Critical Insights: Nineteen Eighty-Four Review

“Published near the midpoint of the twentieth century, when an exhausted world looked eagerly to the future, Nineteen Eighty-Four perhaps did not offer the most optimistic view of things to come. This volume in the Critical Insights series looks both within and without the novel at its influences, themes, and ultimate relevance as the touchstone of dystopian fiction.

Two opening chapters give a general overview of the novel’s literary impact and a brief biographical sketch of its author, George Orwell. The three essays in the Critical Contexts section provide a good foundation for understanding the novel in its time and place. Bradley W. Hart examines the vitriolic political landscape of Britain in the two decades enveloping World War II while Tony Burns writes on the scholarship surrounding the Nineteen Eighty-Four in its role as dystopian novel forebear.
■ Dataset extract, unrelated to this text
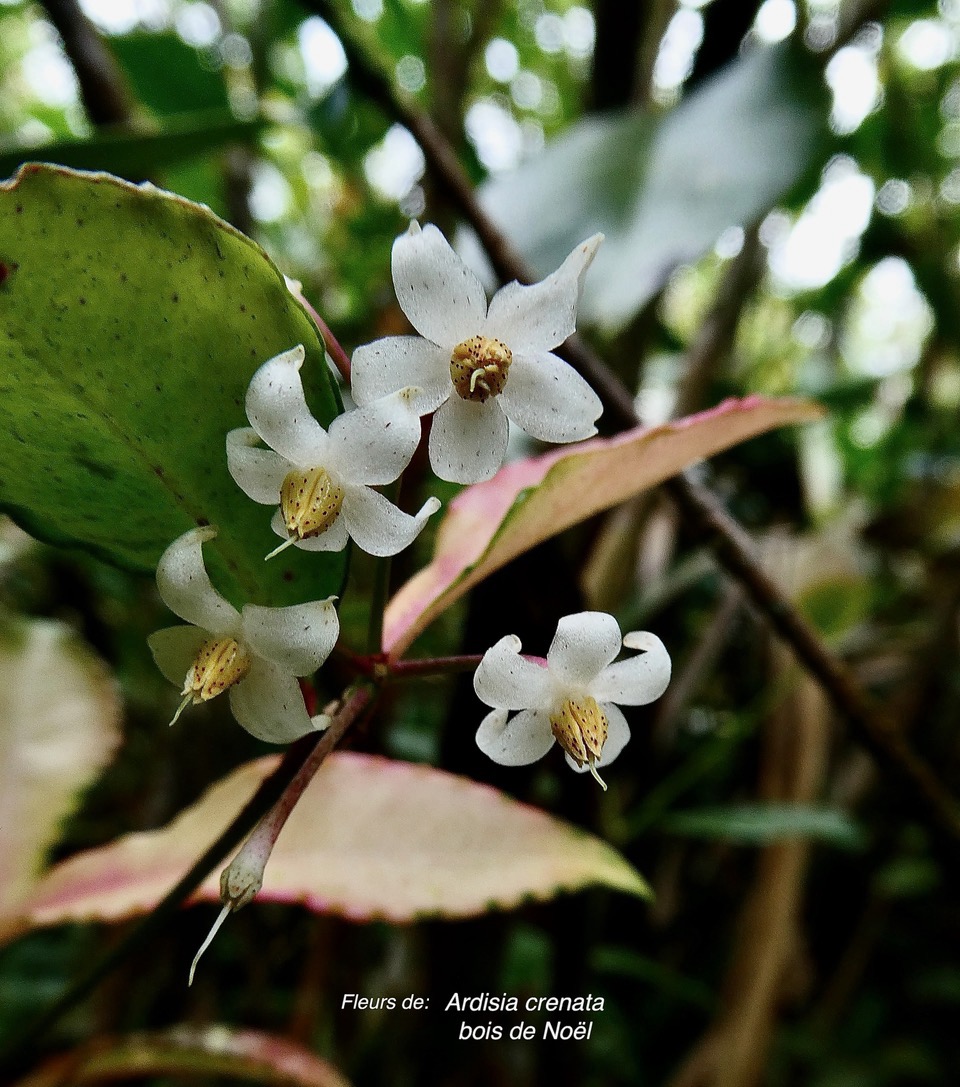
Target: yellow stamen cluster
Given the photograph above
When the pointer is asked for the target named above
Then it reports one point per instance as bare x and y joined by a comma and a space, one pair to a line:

The eleven essays in the Critical Readings section build from Gregory Claeys’ discussion of Nineteen Eighty-Four as it relates to the concept of nationalism to Donald Morris’ piece on the role of privacy in both utopian and dystopian societies. In his essay “Nineteen Eighty-Four in 1984,” Jackson Ayres takes the inevitable but important look at Orwell’s views as updated for the late 1970s and early 1980s. And with “Not Death, but Annihilation: Orwell’s Nineteen Eighty-Four and the Catastrophe of Englishness” Erik Jaccard moves beyond the dystopian label to look at the novel as an English “catastrophe” novel whereby it examines English social decay.

The closing resources section includes a chronology of George Orwell’s life, a listing of his major works, a bibliography, notes on contributors, and an index.
Recommended for high school and college libraries.”